If our land is really wet, we won’t go and lift our plants. Instead, we will wait for the best time to lift so that our soil doesn’t suffer. If we go out when it’s too wet, the soil gets compacted easily and the oxygen gets squeezed out. This means that, in the future, any plants in that soil don’t grow as well. Too much growing in depleted soil will make it harder for wild plants to reclaim the land long after we’re gone.

Our Seed

Collection

In order for us to grow great plants, we use the highest quality seeds taken from the best sources we can find. Unlike nurseries that buy their seed from multiple localities at the cheapest price, we collect ours from the best provenances available at the time, for each individual species – each seed we plant is fully traceable and certified.

We try to keep things local as well - if any super strong trees in our area catch our eye, we’ll collect seeds from them.  Our sweet chestnut comes from just down the road.

We lay down ground sheets to collect seeds that fall naturally or go and pick fallen seed by hand and collect in buckets for smaller batches. For times when we need to collect directly off the trees, like with our conifers, we send our trusty tree surgeons to remove them. We try to minimise the effect we have on the environment, so we like to use our hands whenever we can.

Storage and quality

Once we’ve got our seeds, we extract and clean them ready for cold storage. Our storage unit is kept between 2°C and 5°C, creating an artificial winter to keep the seeds dormant. Every two weeks, we turn the seeds to improve the air flow and allow each seed to get some fresh air. We also do regular quality inspections to make sure the seed lives up to our standards, and any bad seeds are removed – as soon as we see any small signs of seeds turning, we get rid of them so they can’t affect the rest of the batch. We don’t just plant and hope for the best – we make sure all our seeds are equally good before they get anywhere near the soil.

Sowing

So we’ve got great seeds that live up to our standards, and they’re ready to go in the ground. Do we just plant them and walk away?

Of course we don’t!

We know how much the final product can be affected by what time the seed is sown, so we always sow at the best time to encourage strong initial growth. Weather, moisture content, temperature - it’s all taken into account before anyone gets their hands dirty. If we don’t think the seeds are ready or the conditions aren’t ideal, we wait. The more time we spend caring for our seeds at the beginning, the better our plants grow in your garden years down the line.

Cuttings

Not all of our plants are grown from seeds. Our vast stock bed of our very own mother plants has been here for over twenty years, and we plant cuttings from them to supplement our seed grown plants. Plenty of nurseries import their cuttings alongside their seed, usually supplied by the lowest bidder.
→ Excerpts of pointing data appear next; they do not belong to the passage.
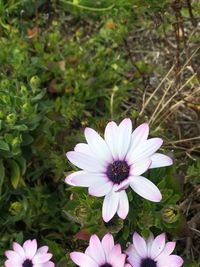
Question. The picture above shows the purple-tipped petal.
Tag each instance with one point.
(107, 244)
(110, 205)
(111, 138)
(123, 207)
(97, 145)
(30, 248)
(139, 136)
(145, 188)
(140, 167)
(101, 189)
(140, 245)
(160, 160)
(124, 138)
(83, 148)
(145, 150)
(83, 260)
(85, 179)
(95, 250)
(157, 245)
(85, 162)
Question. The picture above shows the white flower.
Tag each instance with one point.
(110, 165)
(152, 252)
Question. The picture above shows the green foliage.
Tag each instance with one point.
(65, 66)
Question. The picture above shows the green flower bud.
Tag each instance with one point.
(15, 208)
(35, 82)
(11, 118)
(170, 214)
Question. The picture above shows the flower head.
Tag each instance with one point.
(152, 252)
(111, 164)
(28, 255)
(100, 254)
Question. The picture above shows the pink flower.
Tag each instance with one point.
(152, 252)
(110, 165)
(28, 255)
(100, 254)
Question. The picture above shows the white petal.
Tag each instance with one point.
(139, 136)
(85, 162)
(85, 179)
(145, 188)
(110, 205)
(123, 207)
(124, 137)
(83, 148)
(107, 244)
(145, 150)
(83, 260)
(98, 145)
(116, 258)
(160, 160)
(157, 245)
(30, 248)
(140, 167)
(140, 245)
(101, 189)
(111, 138)
(95, 250)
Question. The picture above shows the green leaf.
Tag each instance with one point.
(2, 175)
(4, 146)
(15, 173)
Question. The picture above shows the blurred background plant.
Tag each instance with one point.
(66, 65)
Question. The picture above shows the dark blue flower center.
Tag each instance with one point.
(27, 263)
(118, 171)
(148, 263)
(106, 265)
They’ve never seen the plants the cuttings come from, and a single batch could have cuttings from several different countries, each with their own native pests and diseases.

With imported cuttings, you won’t know if you’ve ended up with a sick or weak plant until they’re in your garden. They might appear fine for a short time, but it’s all too common for problems to arise come Spring. If one of our mother plants is ever sick, we don’t grow from its cuttings.

Since we’ve cared for our mother plants for so long, we know exactly how strong and healthy they are. The great thing is that, since cuttings produce a genetically identical plant, they’re going to grow just as strong in your garden, too.